Not only is this a risk investors need to be aware of, but the structure of these indexes can lead to painful drawdowns. As index investing has exploded in popularity over the last decade, we see more and more money pouring into index tracking funds. These funds take each dollar it receives and divides it according to market cap. This creates a feedback loop where the majority of each new dollar invested goes into these large tech companies, because they are the largest. As these index funds buy more of their shares however, they grow larger and larger. As they get larger they suck up more dollars from each new dollar invested, and the cycle continues.
The risk here is what happens when the trend reverses in a significant bear market? Likely, many investors will sell their index fund holding in order to hold cash or go into bonds. As a response, these funds will have to sell their holdings, and will have to sell their largest holdings first. We could very well see a negative feedback loop occur in this situation.

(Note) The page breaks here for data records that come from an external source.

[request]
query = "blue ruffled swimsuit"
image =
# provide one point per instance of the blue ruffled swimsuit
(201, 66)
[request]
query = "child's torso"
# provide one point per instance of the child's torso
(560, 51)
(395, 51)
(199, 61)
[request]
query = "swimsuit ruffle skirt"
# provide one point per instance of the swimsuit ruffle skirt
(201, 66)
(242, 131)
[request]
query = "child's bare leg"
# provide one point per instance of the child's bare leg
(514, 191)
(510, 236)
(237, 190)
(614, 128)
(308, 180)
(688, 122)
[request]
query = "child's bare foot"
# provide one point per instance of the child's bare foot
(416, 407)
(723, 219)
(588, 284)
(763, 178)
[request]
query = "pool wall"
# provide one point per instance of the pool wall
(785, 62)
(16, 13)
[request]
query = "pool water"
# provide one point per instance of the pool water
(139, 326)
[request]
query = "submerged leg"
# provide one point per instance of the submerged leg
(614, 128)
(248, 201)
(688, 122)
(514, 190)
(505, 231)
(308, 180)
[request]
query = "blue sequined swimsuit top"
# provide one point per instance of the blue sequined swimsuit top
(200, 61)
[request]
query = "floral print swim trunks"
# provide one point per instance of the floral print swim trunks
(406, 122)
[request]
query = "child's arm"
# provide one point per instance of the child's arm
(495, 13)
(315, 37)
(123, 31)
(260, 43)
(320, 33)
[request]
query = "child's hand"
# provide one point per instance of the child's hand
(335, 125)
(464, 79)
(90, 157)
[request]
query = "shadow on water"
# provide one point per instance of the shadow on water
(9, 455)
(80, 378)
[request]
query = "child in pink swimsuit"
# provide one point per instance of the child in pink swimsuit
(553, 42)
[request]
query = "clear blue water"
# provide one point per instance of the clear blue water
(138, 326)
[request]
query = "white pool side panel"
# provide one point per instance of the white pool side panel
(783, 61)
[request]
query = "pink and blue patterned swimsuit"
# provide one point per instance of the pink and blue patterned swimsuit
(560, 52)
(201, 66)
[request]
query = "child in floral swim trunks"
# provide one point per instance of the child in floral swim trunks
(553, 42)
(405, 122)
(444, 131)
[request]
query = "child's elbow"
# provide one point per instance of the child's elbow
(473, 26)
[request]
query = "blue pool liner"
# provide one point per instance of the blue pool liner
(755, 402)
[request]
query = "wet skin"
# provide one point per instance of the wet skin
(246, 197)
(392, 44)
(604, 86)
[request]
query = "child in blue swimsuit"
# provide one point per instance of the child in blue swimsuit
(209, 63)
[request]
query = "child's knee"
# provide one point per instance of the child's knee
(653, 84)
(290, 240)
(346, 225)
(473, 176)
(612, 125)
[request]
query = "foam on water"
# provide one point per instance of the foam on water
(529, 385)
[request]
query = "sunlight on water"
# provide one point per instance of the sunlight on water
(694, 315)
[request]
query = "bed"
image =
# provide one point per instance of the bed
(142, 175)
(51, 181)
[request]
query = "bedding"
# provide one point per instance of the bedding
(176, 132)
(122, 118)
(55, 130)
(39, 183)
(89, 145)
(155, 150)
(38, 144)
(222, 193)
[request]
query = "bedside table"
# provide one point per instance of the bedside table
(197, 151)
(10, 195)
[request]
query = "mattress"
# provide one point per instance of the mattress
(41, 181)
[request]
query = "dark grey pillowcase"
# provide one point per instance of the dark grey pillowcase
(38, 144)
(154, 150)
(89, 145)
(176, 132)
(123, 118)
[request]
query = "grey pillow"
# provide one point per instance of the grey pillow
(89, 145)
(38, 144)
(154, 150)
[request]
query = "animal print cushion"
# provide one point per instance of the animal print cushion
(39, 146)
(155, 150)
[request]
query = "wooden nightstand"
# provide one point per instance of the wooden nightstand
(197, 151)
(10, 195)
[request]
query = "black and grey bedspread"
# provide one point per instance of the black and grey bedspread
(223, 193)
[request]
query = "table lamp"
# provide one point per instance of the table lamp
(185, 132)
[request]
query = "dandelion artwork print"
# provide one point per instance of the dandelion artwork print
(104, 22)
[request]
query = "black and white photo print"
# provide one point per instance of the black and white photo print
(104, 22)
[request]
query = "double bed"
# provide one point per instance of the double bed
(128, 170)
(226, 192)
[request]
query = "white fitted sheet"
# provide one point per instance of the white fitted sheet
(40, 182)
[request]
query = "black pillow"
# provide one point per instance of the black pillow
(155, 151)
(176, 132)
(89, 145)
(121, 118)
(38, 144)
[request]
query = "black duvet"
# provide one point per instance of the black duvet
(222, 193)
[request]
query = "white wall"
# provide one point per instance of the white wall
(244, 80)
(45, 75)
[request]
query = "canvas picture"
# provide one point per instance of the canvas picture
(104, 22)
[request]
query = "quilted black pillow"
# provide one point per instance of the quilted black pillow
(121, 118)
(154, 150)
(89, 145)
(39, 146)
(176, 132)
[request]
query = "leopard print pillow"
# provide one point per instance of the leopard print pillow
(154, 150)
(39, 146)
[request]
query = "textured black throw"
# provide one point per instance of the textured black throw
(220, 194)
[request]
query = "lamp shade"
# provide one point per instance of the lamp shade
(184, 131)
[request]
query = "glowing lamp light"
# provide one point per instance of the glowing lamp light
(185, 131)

How to use index funds to create diversity in your portfolio
The above might be giving off the wrong impression — index investing isn't bad. It's just important to understand the nature of the risks that index investing has, especially related to tech investments. In fact, if you were undecided between tracking the S&P 500 and the Nasdaq, perhaps now you will feel more comfortable investing in the S&P 500 after seeing what a heavy tech lean it has.

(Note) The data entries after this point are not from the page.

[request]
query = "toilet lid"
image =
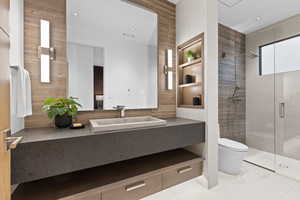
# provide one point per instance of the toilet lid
(237, 146)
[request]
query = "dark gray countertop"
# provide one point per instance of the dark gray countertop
(47, 152)
(46, 134)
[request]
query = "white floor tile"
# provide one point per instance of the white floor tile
(254, 183)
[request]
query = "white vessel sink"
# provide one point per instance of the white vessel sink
(125, 123)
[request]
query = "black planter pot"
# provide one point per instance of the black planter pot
(63, 121)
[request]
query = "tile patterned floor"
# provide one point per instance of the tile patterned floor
(253, 184)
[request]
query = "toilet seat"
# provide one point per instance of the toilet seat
(233, 145)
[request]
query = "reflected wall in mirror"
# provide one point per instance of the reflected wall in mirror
(113, 54)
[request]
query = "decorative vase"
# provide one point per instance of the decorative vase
(190, 59)
(63, 121)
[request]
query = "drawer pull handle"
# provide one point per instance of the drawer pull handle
(135, 186)
(184, 170)
(12, 142)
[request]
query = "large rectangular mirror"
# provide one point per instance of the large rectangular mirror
(112, 48)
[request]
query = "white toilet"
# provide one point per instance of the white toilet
(231, 156)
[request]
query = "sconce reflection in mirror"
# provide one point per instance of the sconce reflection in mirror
(169, 69)
(45, 52)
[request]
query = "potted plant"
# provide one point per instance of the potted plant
(190, 55)
(63, 110)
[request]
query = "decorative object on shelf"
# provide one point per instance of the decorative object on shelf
(77, 125)
(168, 69)
(189, 79)
(190, 70)
(190, 55)
(197, 101)
(63, 110)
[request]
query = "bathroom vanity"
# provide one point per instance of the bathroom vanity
(47, 152)
(85, 165)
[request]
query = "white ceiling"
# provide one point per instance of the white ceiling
(174, 1)
(248, 16)
(113, 18)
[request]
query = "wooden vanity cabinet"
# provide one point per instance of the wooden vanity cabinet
(127, 180)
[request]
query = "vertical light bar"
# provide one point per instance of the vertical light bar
(170, 68)
(45, 34)
(45, 45)
(45, 68)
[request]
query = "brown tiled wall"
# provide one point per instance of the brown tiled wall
(231, 74)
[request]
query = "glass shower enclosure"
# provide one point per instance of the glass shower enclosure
(273, 100)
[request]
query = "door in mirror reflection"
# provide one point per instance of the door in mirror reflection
(120, 38)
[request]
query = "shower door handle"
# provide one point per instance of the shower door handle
(282, 110)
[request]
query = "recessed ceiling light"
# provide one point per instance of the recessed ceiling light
(230, 3)
(258, 18)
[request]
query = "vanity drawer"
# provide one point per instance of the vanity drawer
(135, 190)
(85, 196)
(181, 174)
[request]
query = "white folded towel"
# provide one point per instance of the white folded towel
(21, 93)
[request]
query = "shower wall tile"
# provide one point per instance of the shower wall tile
(232, 114)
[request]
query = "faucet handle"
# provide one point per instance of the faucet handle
(119, 107)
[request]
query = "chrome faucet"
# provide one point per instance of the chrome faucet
(121, 109)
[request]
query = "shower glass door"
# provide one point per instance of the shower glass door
(287, 101)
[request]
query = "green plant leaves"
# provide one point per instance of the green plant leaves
(61, 106)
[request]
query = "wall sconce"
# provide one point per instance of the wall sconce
(169, 69)
(45, 52)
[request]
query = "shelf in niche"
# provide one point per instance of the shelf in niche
(190, 85)
(192, 63)
(192, 106)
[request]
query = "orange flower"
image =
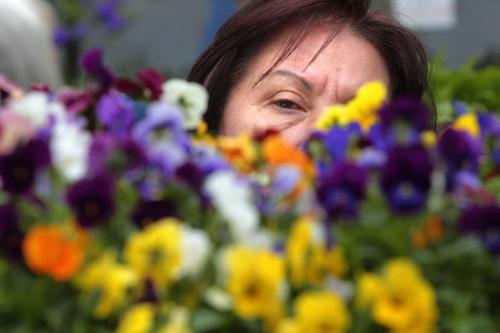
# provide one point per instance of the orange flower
(57, 251)
(278, 152)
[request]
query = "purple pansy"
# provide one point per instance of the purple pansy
(406, 178)
(341, 189)
(92, 200)
(18, 169)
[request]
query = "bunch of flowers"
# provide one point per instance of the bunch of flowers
(119, 212)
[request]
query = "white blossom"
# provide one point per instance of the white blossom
(69, 147)
(233, 199)
(191, 97)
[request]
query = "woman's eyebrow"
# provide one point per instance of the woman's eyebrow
(288, 74)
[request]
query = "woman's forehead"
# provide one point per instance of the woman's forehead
(344, 63)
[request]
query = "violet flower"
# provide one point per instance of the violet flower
(18, 169)
(406, 178)
(92, 200)
(341, 190)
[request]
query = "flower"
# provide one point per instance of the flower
(406, 178)
(155, 252)
(191, 97)
(277, 152)
(405, 110)
(54, 250)
(113, 281)
(92, 200)
(149, 211)
(239, 151)
(138, 319)
(38, 108)
(11, 235)
(309, 258)
(469, 123)
(115, 112)
(321, 312)
(233, 200)
(341, 189)
(401, 299)
(19, 169)
(69, 146)
(485, 222)
(254, 280)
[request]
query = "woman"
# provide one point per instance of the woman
(278, 63)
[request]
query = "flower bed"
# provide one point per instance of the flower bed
(119, 212)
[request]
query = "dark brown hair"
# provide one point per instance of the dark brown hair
(224, 62)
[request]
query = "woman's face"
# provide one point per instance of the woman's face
(295, 93)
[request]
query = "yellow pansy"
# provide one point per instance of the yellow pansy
(468, 122)
(155, 252)
(114, 281)
(321, 312)
(310, 260)
(138, 319)
(402, 300)
(254, 280)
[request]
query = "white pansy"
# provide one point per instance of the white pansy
(191, 97)
(69, 147)
(38, 108)
(195, 248)
(233, 199)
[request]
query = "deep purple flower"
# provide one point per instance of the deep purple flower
(407, 110)
(483, 221)
(92, 63)
(11, 235)
(18, 169)
(115, 112)
(460, 152)
(150, 211)
(406, 178)
(92, 200)
(341, 189)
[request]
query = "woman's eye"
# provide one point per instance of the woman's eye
(287, 104)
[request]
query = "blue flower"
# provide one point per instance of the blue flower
(406, 178)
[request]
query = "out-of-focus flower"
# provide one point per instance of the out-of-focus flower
(191, 97)
(255, 279)
(11, 235)
(400, 299)
(38, 108)
(239, 151)
(405, 110)
(233, 200)
(321, 312)
(155, 252)
(460, 152)
(406, 178)
(150, 211)
(54, 250)
(483, 221)
(309, 257)
(179, 320)
(114, 282)
(69, 146)
(138, 319)
(19, 169)
(92, 200)
(468, 123)
(277, 152)
(14, 130)
(93, 64)
(116, 112)
(341, 189)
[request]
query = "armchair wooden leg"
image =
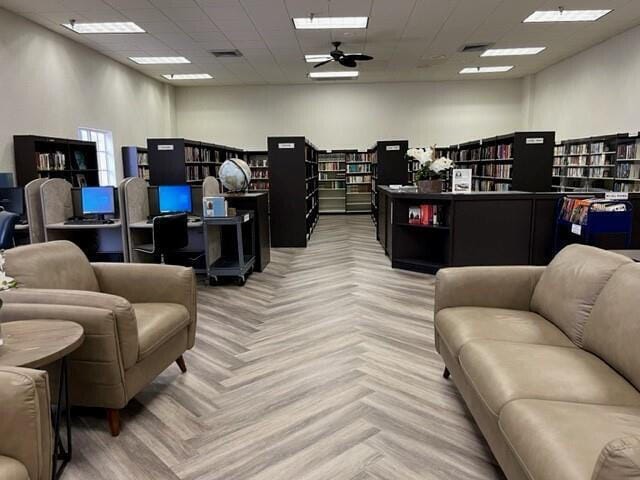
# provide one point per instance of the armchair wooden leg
(181, 364)
(113, 417)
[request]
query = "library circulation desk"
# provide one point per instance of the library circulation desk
(478, 228)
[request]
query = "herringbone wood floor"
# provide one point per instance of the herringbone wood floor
(321, 367)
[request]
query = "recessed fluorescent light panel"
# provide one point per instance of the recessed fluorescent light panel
(500, 69)
(330, 22)
(345, 74)
(104, 27)
(188, 76)
(508, 52)
(561, 15)
(159, 60)
(322, 58)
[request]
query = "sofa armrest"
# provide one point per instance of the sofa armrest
(25, 426)
(109, 323)
(619, 459)
(149, 283)
(499, 287)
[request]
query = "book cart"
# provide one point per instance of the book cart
(587, 218)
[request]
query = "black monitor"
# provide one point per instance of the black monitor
(12, 199)
(98, 201)
(174, 199)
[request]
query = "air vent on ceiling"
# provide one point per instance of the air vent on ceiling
(475, 47)
(226, 53)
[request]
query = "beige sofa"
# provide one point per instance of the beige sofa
(547, 360)
(26, 439)
(138, 318)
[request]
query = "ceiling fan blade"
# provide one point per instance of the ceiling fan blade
(348, 62)
(323, 63)
(360, 57)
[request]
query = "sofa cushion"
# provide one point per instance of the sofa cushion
(59, 264)
(558, 440)
(501, 372)
(157, 323)
(570, 285)
(11, 469)
(619, 460)
(613, 330)
(459, 325)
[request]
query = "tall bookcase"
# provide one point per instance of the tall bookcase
(294, 194)
(135, 162)
(389, 166)
(49, 157)
(520, 161)
(258, 162)
(178, 160)
(332, 168)
(627, 164)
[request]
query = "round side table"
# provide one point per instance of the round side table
(35, 344)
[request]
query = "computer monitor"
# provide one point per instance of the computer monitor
(98, 201)
(174, 199)
(12, 200)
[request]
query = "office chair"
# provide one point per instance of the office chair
(170, 234)
(8, 221)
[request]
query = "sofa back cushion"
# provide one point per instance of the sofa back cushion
(613, 331)
(59, 264)
(570, 285)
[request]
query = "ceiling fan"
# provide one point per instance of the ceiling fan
(343, 59)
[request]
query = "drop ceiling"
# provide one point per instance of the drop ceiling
(411, 40)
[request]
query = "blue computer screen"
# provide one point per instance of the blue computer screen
(174, 198)
(98, 200)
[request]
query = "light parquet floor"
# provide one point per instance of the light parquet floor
(322, 367)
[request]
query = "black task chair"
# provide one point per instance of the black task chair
(8, 221)
(170, 234)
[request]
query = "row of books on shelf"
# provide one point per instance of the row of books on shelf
(51, 161)
(576, 210)
(628, 151)
(359, 179)
(358, 157)
(427, 214)
(628, 170)
(332, 167)
(358, 188)
(354, 168)
(333, 184)
(489, 152)
(331, 175)
(198, 172)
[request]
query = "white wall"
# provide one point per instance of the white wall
(350, 115)
(50, 85)
(596, 92)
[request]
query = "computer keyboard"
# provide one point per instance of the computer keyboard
(87, 221)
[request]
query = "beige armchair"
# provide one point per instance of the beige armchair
(137, 318)
(26, 438)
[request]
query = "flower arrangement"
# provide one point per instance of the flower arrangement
(430, 168)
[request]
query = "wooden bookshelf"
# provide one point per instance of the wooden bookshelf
(49, 157)
(178, 160)
(389, 166)
(294, 194)
(332, 187)
(135, 162)
(258, 162)
(520, 161)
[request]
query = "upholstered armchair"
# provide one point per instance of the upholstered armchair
(138, 318)
(26, 438)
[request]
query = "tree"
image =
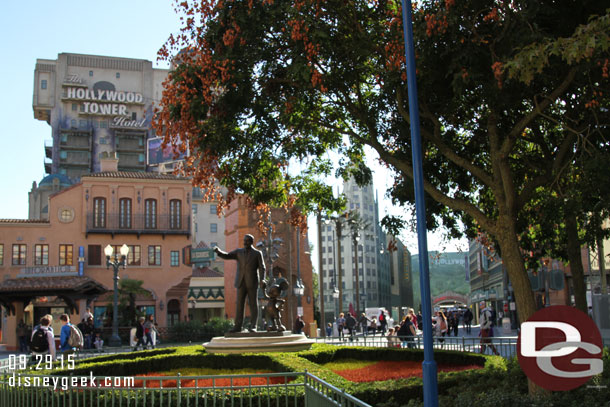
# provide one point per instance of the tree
(259, 83)
(128, 291)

There are also ways to counteract the structural issues and risks that index investing presents. The simplest of which is to invest in an index fund that tracks your chosen index in an equally weighted manner rather than market cap-weighted. Each holding in the index would have the same weighting. As such, there would not be any skew to the largest companies. Keep in mind that you would no longer be tracking the index in a perfect way, but your investment would be much more diversified. It is also important to note that these funds tend to have higher management fees associated with them as well.
Finally, you can diversify into multiple, different index funds to get diversity across your holdings. There are index funds for various kinds of asset allocation such as government bonds, corporate bonds, gold and oil. There are also international stock indexes you can track to give you further diversity from American markets. For example UK, Japanese or Chinese index funds. And there are even index funds focusing exclusively on emerging markets. These tend to be less correlated to developed market indexes.
Find out more: How to diversify your investment portfolio
The bottom line: Should investors still index invest?
If you don't want the headache of actively managing your portfolio and researching individual stocks, you are almost certainly better off investing into an index for the long term. After all, there is a reason Warren Buffett recommends it.
The biggest danger to investors isn’t a market drop, it is the unknowns — things that happened that the investor had no idea could happen. Investors should always know exactly what they are investing in and what it means for their portfolio.